Vom gesunden Schlaf zum päpstlichen Konklave
Schulteroperationen führen nicht immer zum Ziel.“ Unter dieser Überschrift las ich vor einigen Tagen einen Artikel, in dem eine britische Studie zitiert wird. Sie besagt, dass die Differenzialdiagnostik der Schultererkrankungen wichtig ist und ein wesentliches Kriterium für die Erfolgsaussichten einer operativen Therapie. Soweit für einen Allgemeinmediziner nichts Neues. Interessant war daran, dass ich den Artikel nicht in einer der bekannten „Klatsch- und Tratsch-Zeitschriften“ oder in einem der seriöseren Wochenmagazine fand, sondern in unserer lokalen Tageszeitung. Und zwar als Hauptartikel auf Seite 1. Im Politik-Teil!
Es war die Zeit der sog. Jamaika-Sondierungs-Gespräche. Da hätte es doch an aktuellen politischen Kommentaren, Ausblicken und Spekulationen nicht fehlen können. Aber vielleicht war dem Redakteur seine Schulter näher als die langweiligen sich ständig wiederholenden Statements der politischen Chef-Verhandler?

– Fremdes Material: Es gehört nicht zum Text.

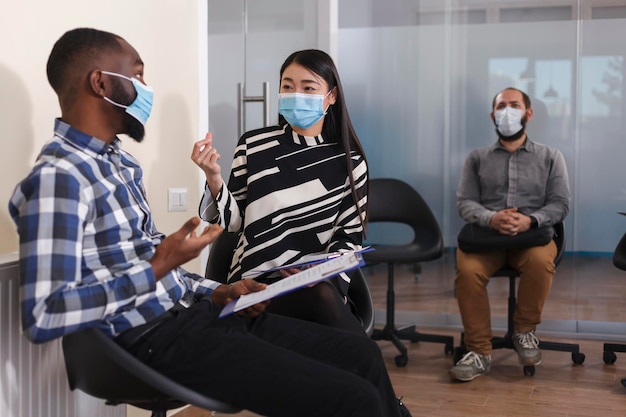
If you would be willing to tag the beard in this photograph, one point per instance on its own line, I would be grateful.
(514, 136)
(131, 126)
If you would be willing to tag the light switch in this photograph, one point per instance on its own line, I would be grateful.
(177, 199)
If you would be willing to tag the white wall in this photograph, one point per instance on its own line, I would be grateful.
(165, 32)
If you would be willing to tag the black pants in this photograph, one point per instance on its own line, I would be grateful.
(272, 365)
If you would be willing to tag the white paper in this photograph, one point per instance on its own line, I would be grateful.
(305, 261)
(319, 272)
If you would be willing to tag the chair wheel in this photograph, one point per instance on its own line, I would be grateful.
(458, 354)
(578, 358)
(609, 357)
(401, 361)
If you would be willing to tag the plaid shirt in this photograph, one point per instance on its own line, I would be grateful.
(86, 238)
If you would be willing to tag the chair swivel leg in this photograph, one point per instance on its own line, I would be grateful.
(389, 332)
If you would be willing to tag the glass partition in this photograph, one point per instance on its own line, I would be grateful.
(420, 77)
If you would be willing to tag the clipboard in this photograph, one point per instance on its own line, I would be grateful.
(328, 268)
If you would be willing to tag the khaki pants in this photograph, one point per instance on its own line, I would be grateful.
(536, 267)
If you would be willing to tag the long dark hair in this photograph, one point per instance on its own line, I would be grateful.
(337, 125)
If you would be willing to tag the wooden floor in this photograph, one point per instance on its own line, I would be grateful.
(583, 289)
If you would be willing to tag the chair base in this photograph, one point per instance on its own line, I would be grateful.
(609, 357)
(506, 341)
(396, 336)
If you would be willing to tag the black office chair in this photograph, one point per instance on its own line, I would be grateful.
(619, 260)
(98, 366)
(394, 201)
(221, 255)
(506, 341)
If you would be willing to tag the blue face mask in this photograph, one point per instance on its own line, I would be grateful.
(302, 110)
(141, 107)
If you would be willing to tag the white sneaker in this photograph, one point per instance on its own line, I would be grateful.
(471, 366)
(527, 347)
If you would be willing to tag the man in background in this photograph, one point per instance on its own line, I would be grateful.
(511, 186)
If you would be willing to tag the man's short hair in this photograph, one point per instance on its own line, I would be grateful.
(524, 96)
(76, 53)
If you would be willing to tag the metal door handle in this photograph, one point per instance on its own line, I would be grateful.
(241, 108)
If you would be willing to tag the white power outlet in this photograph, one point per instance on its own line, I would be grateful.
(177, 199)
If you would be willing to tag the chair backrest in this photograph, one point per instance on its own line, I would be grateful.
(559, 240)
(98, 366)
(221, 254)
(619, 255)
(360, 294)
(393, 200)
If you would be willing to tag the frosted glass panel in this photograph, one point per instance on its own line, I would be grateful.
(420, 98)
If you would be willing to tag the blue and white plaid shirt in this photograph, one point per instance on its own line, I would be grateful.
(86, 238)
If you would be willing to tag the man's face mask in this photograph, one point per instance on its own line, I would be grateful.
(141, 107)
(508, 120)
(302, 110)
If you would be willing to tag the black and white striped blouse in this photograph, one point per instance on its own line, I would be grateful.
(290, 195)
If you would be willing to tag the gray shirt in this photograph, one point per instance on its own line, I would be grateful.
(533, 179)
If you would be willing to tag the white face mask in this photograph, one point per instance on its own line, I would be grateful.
(508, 120)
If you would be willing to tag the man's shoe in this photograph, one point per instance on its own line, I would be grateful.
(527, 347)
(471, 366)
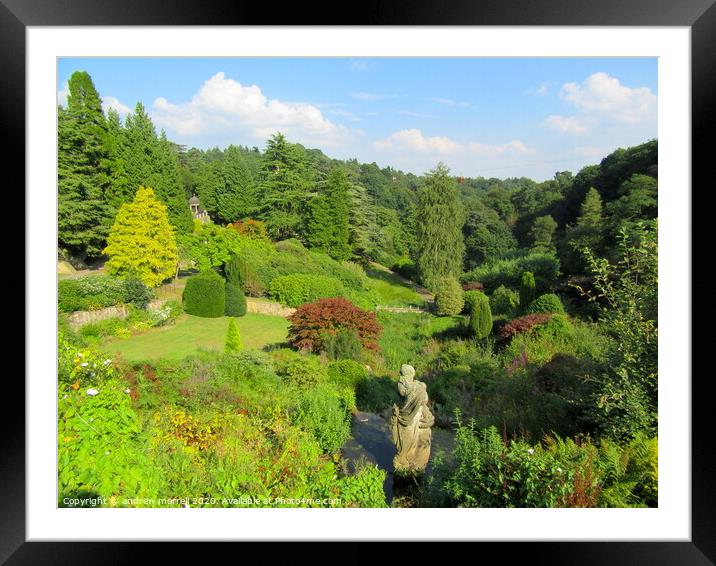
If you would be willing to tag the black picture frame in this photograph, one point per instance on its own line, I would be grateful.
(699, 15)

Am Tag, nachdem die Sondierungsgespräche abgebrochen waren, las ich auf Seite 1 unseres Tagblatts: „Schlechter Schlaf gefährdet die Gesundheit“. Ach nee! Das ist ja nun wirklich keine Sensationsmeldung. Und um nicht den Zusammenhang zur Tagespolitik komplett zu verlieren, stand darunter ein kürzerer Artikel, in dem spekuliert wurde, ob der FDP-Chef Christian Lindner aufgrund der vielen langen Sitzungen und seiner Belastung schlecht geschlafen und deswegen die Verhandlungen für beendet erklärt hätte. Danach folgte die in diesen Tagen in jedem Nachrichtenmagazin und in jeder politischen Sendung übliche Schuldzuweisung an die Partei und ihren Vorsitzenden.
Also Ende der Verhandlungen, weil der Mann endlich mal wieder in seinem Bett ruhig schlafen wollte? Wohl eher nicht, denn Herr Lindner war ja einer der jüngeren Teilnehmer der Runde und wird den Schlafmangel wahrscheinlich besser verkraftet haben als die älteren Politiker. Allerdings kompensieren diese den Schlafentzug häufiger mit einem Nickerchen zwischendurch. Bei offiziellen Veranstaltungen habe ich öfters beobachtet, wie erfahrene alte Politiker bei Angelegenheiten, die sie nicht interessierten, einen sicher sehr gesunden Kurzschlaf hielten. Ich bewundere das. Diese Gabe wurde mit nicht geschenkt.
Wahrscheinlich sind die älteren und erfahreneren Jamaika-Chefverhandler immer wieder bei in ihren Augen uninteressanten Themen in Kurzschlaf gefallen. Und wahrscheinlich hat Herr Lindner sich resignierend in der schlafenden Runde umgeblickt und dann auf den Tisch gehauen. Wieder aufgewacht waren alle furchtbar erschrocken!
Doch genug meiner blühenden Phantasie: Warum bewegt uns ein Gesundheitsthema so sehr, dass es wichtiger erscheint als die neuesten politischen Entwicklungen? Warum lesen wir einen undifferenzierten Artikel über Schulterprobleme lieber als uns Gedanken um die Zukunft unseres Landes zu machen? Warum lesen wir lieber etwas über gesunde Ernährung als Hauptthema, während der IS versucht, die westliche Welt in Schutt und Asche zu legen? Liegt es an der älter werdenden Gesellschaft? Ist die Welt um uns herum so schrecklich, dass wir uns auf unseren Körper und dessen Zustand zurückziehen müssen? Ich weiß es nicht.
Was die Sondierungsgespräche betrifft, bin ich mit einer Freundin auf eine gute Lösung gekommen. Wir sollten uns ein Beispiel am Vatikan und der Papstwahl nehmen: die Türen der Verhandlungsräume werden verschlossen, alle Unterhändler müssen bis zum Erreichen eines Ergebnisses drin bleiben, keine Kontakte zur Öffentlichkeit. Der einzige Rauch, den die Verhandler produzieren dürfen, ist schwarz oder weiss. Ich bin sicher, wir hätten schon seit Wochen eine Bundesregierung.